Sementara, satu kasus lainnya yakni penangkapan yang dilakukan petugas kepolisian pada Ardiyanto, (25) warga asal Desa Timbang, Kecamatan Leksono. Dirinya herhasil ditangkap di salah satu rumah makan di Kertek pukul 15.00 WIB sore.
Saat dilakukan penggeledahan, petugas menemukan barang bukti berupa tujuh lembar psikotropika jenis alprazolam berisi 68 butir yang petugas temukan dalam tas cangklong warna hijau milik tersangka.

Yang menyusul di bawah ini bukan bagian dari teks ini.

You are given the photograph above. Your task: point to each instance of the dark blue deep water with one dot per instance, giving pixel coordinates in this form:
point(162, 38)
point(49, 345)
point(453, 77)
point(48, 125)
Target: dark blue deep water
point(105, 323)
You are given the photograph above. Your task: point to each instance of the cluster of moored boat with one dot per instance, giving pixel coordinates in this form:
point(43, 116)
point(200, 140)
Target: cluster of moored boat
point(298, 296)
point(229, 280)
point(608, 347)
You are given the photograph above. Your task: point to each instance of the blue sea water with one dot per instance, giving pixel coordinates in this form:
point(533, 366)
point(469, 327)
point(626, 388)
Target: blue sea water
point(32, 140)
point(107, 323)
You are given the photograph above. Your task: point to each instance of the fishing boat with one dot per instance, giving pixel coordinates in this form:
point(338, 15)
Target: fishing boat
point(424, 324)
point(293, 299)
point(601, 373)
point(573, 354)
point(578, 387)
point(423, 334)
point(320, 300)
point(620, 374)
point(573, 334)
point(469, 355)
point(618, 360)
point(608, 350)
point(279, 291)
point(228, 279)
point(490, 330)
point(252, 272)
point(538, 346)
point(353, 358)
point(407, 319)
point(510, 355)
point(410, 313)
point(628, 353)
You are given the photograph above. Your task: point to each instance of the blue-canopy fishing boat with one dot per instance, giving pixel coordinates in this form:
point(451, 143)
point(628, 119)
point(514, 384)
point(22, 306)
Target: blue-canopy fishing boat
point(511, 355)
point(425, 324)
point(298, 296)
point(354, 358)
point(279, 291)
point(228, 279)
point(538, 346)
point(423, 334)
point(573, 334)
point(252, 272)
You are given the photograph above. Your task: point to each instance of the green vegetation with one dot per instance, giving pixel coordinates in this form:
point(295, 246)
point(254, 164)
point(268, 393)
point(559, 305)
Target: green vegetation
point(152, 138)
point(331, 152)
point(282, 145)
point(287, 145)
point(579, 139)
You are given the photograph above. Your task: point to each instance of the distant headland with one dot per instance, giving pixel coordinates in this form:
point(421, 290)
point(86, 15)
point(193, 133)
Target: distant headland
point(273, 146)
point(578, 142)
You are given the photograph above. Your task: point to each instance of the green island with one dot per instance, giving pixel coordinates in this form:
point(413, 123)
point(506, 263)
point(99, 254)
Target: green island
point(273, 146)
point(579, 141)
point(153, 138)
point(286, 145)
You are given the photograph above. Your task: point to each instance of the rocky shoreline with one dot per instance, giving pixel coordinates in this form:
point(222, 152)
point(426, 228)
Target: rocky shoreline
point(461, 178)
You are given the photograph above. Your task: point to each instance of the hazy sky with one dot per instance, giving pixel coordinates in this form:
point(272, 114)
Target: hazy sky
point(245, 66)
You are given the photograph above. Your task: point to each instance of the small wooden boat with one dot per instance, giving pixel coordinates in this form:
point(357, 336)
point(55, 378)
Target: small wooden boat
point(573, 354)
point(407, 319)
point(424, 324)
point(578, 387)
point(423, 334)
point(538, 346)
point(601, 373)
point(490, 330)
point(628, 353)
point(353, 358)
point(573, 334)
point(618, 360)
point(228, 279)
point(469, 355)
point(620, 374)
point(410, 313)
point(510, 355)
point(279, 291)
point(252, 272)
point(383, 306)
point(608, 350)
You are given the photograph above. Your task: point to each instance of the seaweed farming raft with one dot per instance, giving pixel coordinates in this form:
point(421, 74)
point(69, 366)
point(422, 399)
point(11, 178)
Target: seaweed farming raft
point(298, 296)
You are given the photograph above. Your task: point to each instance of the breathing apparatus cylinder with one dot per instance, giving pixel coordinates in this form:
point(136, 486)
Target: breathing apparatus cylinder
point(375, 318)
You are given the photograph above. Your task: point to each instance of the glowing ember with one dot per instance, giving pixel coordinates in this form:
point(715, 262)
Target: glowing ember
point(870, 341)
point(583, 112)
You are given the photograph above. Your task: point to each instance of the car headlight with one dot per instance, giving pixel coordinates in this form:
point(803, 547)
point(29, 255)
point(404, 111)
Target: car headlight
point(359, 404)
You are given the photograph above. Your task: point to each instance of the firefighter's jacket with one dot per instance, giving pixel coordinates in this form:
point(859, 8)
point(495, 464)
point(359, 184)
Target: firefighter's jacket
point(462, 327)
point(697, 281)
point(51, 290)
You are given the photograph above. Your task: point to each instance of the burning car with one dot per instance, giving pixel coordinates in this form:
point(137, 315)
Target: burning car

“Seharusnya ada 70 butir yang diterima tersangka. Tetapi dua butir itu sudah dikonsumsi oleh pelaku sendiri saat perjalanan pulang dari Semarang,” terangnya.

Saat diinterogasi petugas, pelaku mengaku jika mendapat barang jenis psikotropika ini dari daerah Pudak Payung, Kecamatan Ungaran Kabupaten Semarang. Dibeli dari salah seorang yang bernama Bagong yang saat ini masih berstatus DPO dengan harga Rp 700.000. Atas perbuatannya tersebut, pelaku dijerat Pasal 62 UU nomor 5 tahun 1997 tentang psikotropika dengan amcaman pidana 5 tahun denda Rp 100 juta rupiah.